The FDA Medical Device Fellowship Program

In an effort to optimize the timeliness and quality of its evaluations, the FDA has initiated an innovative program.

By Garrett Pilcher; Dorothy B. Abel; and Susan A. Homire, DVM

The views and opinions in this article are those of the authors and do not necessarily reflect those of the US FDA, the US Department of Health and Human Services, or the Public Health Service.

To view the table related to this article, please refer to the print version of our May/June issue, page 59.

In order for a medical device to be studied or marketed in the US, the applicable laws must be followed. For most endovascular devices, this includes obtaining marketing clearance or approval by the FDA, or an approved investigational device exemptions (IDE) application if it is to be studied clinically. As described previously, this involves submission by a manufacturer or sponsor of documents containing the information necessary to support the marketing clearance or use in a study. These documents must be thoroughly evaluated by the review staff in the Office of Device Evaluation (ODE) in the Center for Devices and Radiological Health (CDRH) at the FDA. Following is a description of a new initiative to provide the ODE additional resources to optimize the timeliness and quality of their reviews of such documents.

From the ODE Annual Report for Fiscal Year 2002 (ie, September 2001 to October 2002), more than 10,000 documents are received per year for review. Fortunately, more than 10,000 are also completed, so the balance stays fairly constant, although those received are not necessarily the same as those completed (Table 1).

Last year, the Division of Cardiovascular Devices (DCD), responsible for review of endovascular and other vascular and cardiovascular devices in the ODE, reviewed almost 2,500 original IDEs and IDE supplements, more than 900 510(k) submissions, and approved around 10 new PMAs and almost 300 PMA supplements. With fewer than 50 reviewers on staff to evaluate these submissions, each reviewer has to assimilate and evaluate a vast amount of information in a limited period of time. It is not unusual for a staff member to be reviewing 10 or more submissions at once. Given the relatively heavy workload in this Division, as well as the critical nature of many of the devices reviewed, the Division’s need for additional resources is particularly acute.

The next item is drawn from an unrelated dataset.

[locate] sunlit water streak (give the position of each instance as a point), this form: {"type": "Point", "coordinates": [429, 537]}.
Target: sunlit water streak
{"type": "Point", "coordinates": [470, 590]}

One approach CDRH is taking to address this resource challenge is to make greater use of expertise from the outside medical and scientific communities. Although outside experts, including advisory committee members, have been consulted on device issues to a limited extent for many years, the Center is now taking this approach to a new level with the establishment of the CDRH Medical Device Fellowship Program (MDFP).

The MDFP is designed to expand the capacity of CDRH to evaluate a growing number of highly complex medical devices, as well as to help with some of the Center’s more routine work, by recruiting qualified individuals for short-term and/or part-time appointments. Most fellows spend an initial period of time—typically 3 months or more—at CDRH learning the medical device review process. At the end of this period, fellows may choose to maintain a consultative relationship with CDRH, either on-site or from an off-site location, return to their academic institutions for further training, or pursue related careers.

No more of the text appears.